EDITOR’S NOTE: Before you throw bricks through my window, report me to the F.C.C. (currently closed because of the government shutdown ) or think that I have lost my mind (we can deal with that later), let me preface this entry by saying that I have nothing against the human body. It is a marvel of creation and a beauty to behold (clothed or unclothed) – and that goes for every single one. So, when I make reference to certain stereotypic views of attractiveness, that’s all that they are: stereotypes used as examples – nothing more.
I would like to start by posing this question: who came up with the idiotic notion that in order to be considered a good singer you have to take off your clothes?
Oh, I do have some thoughts on the matter (so what’s new?) I think that the music industry started to change when MTV (Music Television) debuted way back on August 1, 1981. Case in point: the first video that they played was “Video Killed the Radio Star” by The Buggles.
This changed music.
It was no longer good enough to make beautiful music; artists now had to supply an accompanying story presented in visual form. This caused fans to disconnect music from the events in their lives, linking them instead to a singular vision created in a studio. This also forced performers to become “actors” and that shifted the focus from their singing talents to their appearance.
Things are getting worse.
Music has always been “edgy” and often sexual. This is nothing new. Some would believe that it all started with Elvis Presley and his pelvis-shaking performances in the 1950’s, but it started way before that. Did you know that when it was first performed, The Waltz was considered immoral? It’s true. Why I bet that sometime back near the dawn of man, a caveman noticed that, when he banged on his drum a certain way and howled, the ladies flocked around him. The music industry was born.
Some music can, and should be, radical. It should serve to entice us with its sound and challenge us with its lyrics: words and ideas to break down walls of oppression and bigotry and unite us in a better world. But when we stray from substance, when pushing through the envelope means taking off your clothes, I maintain that we have shifted to the meaningless.
Skin replaces substance.
Just think of all the great artists that might not have had the chance to treat us to their talents simply because they were not fashion models or Greek gods chiseled out of stone.
Maybe I am showing my age; but I would rather look at it as using common sense. Shouldn’t the most important aspect of a song be the way that is SOUNDS? Isn’t it nice to have the ability to close our eyes and enjoy it, instead of being forced to having to pay attention to a Las Vegas floor show?
This is NOT a question of nudity!
It really isn’t. We all know that artists and promoters will keep pushing the limits, trying to promote themselves and make the most money no matter how they do it. And we all know where this is leading: someday we will see totally nude singers. Mark this on your calendars if you don’t believe me.

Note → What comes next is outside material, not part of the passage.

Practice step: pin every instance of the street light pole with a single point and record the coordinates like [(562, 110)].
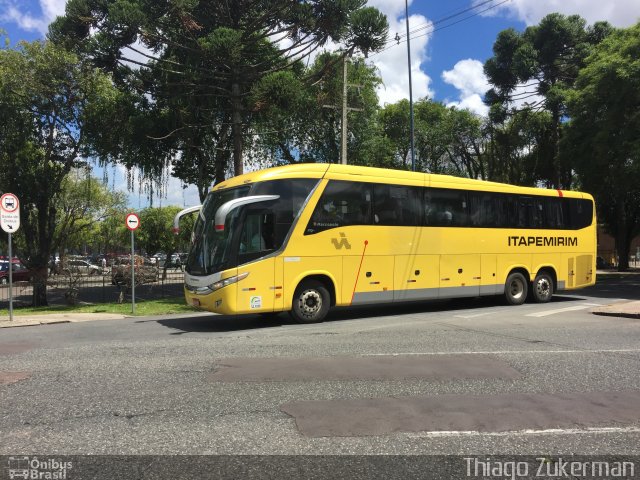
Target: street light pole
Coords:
[(413, 156)]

My point is this: I am sad when I think about the talented singers who will not be given a chance simply because of how they look or because they refuse to undress. And it is certain that this will happen. The road to success will be tougher for them, and it will be even rougher if the artist happens to be female. The pressure upon them is immense, and I believe that is why we see more meltdowns among female artists.
Yes you can!
But I don’t want to end on a negative note. Instead I would like to offer my deepest thanks to the musical artists with INTEGRITY, the ones who stay dressed, who sing thoughtful, meaningful songs that uplift our lives.
We need more people like you in the world!